The Construction Enquirer reports that the 80t all-terrain Demag crane was involved in pile extraction when a sudden shock load is understood to have caused the boom to recoil and bend at a right angle.
Emsley Crane Hire are said to own the 80t Demag, which had been called in to “lift the steel piles at ISG’s job”.
Director John Emsley told Construction Enquier that the retractable boom sequence had been set in the right configuration, but the boom had received a shock load during the pile extraction.
“The crane driver realised there was a problem and reacted immediately by slewing round to a safe area to rest the jib. Our company have immediately stopped this crane operation.
Unfortunately our crane was retracting piles with a pile extraction hammer under a CPA hire. Our crane was given a shock load from the hammer causing the jib failure.”
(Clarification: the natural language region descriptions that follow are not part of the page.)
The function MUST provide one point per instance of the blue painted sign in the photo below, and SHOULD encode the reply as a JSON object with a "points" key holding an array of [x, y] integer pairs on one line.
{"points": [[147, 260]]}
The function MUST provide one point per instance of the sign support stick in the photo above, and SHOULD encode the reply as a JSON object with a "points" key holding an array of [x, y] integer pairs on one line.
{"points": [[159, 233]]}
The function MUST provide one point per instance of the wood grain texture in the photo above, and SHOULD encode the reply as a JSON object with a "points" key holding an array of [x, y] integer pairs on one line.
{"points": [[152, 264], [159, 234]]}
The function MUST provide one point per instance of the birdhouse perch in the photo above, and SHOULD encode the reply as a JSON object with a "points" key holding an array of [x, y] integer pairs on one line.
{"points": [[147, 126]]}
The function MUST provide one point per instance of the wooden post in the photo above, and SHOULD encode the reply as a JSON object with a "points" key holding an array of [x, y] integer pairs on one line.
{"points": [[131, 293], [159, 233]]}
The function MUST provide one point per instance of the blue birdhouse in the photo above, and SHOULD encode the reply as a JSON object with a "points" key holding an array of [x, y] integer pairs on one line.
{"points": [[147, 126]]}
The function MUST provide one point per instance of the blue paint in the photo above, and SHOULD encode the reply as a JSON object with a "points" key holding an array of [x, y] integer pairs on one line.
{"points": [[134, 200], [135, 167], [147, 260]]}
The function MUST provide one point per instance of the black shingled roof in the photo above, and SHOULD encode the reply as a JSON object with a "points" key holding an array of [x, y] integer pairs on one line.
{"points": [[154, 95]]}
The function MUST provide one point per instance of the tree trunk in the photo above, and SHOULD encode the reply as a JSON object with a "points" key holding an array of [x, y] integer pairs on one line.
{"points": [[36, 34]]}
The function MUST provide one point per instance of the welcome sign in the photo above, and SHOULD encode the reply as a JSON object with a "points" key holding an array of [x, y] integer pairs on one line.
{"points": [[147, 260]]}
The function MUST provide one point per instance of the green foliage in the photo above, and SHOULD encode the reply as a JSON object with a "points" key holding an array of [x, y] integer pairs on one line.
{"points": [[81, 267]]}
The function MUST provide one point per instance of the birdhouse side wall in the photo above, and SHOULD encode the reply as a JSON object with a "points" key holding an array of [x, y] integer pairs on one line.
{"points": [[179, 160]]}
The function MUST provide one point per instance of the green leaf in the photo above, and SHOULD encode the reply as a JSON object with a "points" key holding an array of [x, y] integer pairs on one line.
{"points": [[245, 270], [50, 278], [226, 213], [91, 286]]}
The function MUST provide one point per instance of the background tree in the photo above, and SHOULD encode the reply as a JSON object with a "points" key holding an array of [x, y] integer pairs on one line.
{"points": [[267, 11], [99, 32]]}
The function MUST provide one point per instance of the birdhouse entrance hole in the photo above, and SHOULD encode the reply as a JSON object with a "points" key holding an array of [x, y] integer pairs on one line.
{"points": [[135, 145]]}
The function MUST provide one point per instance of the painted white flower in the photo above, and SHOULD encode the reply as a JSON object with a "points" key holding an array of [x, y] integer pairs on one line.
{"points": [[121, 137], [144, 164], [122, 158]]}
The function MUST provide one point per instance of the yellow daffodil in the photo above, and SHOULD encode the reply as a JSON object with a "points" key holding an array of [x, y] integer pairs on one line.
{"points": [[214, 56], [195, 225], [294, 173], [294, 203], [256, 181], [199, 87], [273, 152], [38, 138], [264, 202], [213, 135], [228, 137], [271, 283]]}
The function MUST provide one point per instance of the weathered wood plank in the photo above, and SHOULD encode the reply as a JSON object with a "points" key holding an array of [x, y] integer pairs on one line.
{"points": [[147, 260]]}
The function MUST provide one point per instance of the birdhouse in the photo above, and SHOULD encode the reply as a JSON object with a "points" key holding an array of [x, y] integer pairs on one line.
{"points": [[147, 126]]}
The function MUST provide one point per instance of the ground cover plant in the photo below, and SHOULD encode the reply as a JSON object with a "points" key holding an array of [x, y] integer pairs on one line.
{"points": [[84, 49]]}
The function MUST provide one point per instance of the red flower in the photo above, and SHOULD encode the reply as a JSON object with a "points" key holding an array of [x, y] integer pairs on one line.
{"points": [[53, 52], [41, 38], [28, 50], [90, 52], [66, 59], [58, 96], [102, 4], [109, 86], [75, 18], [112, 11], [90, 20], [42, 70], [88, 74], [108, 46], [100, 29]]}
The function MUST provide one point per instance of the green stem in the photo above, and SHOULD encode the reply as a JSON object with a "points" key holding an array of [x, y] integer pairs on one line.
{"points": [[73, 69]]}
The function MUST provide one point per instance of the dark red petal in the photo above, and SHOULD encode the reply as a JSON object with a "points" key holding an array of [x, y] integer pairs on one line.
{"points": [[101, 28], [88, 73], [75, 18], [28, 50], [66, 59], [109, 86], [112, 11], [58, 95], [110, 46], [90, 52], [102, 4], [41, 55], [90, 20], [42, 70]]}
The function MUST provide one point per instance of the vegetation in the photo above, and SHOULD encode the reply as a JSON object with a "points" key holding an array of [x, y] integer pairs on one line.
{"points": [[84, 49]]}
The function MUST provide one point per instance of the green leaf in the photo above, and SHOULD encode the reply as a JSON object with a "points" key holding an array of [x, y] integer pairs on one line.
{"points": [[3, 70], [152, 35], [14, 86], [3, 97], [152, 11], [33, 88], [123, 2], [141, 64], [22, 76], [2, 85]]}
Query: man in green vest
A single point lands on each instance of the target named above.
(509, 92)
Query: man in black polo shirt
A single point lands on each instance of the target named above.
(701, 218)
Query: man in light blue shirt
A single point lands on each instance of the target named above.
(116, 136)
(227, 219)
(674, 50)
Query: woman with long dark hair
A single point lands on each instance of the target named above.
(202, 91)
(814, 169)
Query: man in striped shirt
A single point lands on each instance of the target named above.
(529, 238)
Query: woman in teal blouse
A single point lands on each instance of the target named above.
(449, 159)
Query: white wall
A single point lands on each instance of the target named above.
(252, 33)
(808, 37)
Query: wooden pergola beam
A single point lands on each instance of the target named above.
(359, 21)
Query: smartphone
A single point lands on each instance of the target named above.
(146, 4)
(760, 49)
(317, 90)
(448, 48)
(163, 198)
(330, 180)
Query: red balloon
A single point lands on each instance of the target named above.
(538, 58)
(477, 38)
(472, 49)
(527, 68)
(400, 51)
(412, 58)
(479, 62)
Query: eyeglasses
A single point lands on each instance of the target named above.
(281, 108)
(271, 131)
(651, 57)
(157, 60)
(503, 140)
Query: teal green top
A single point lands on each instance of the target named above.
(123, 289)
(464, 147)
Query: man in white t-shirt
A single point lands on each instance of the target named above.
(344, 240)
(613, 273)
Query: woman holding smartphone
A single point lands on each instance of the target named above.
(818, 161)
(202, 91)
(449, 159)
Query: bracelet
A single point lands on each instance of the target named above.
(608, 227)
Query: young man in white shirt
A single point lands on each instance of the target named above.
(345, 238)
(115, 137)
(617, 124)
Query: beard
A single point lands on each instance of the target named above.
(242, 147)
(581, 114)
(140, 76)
Federation of Piling Specialists Guidance
Extraction of temporary casings and temporary works piles is common within civil engineering and the piling industry. The Federation of Piling Specialists has published Notes for Guidance on the extraction of temporary casings and temporary piles within the piling industry.
FPS state that the document:
“considers the removal of temporary casings and temporary piles which is a common requirement of the industry and is an operation which may generate significant forces which are difficult to quantify.
The extraction process may require the use of rigs, cranes, purpose-built extractors, jacking systems or other means but whatever the system employed an assessment needs to be made of the specific operation being undertaken. The variables which contribute to the force required to extract a particular element are many, varied and difficult to calculate and are not only limited to the soils applying friction to the outside of the casing or pile.
To date, in most cases, assessments have been made on the basis of experience, however, following recent occurrences within the industry, the Safety and Training Committee, together with the HSE., identified that a more rigorous procedure was required and that a set of guidelines which outlined the various factors which need to be considered would be a useful tool, hence this document.”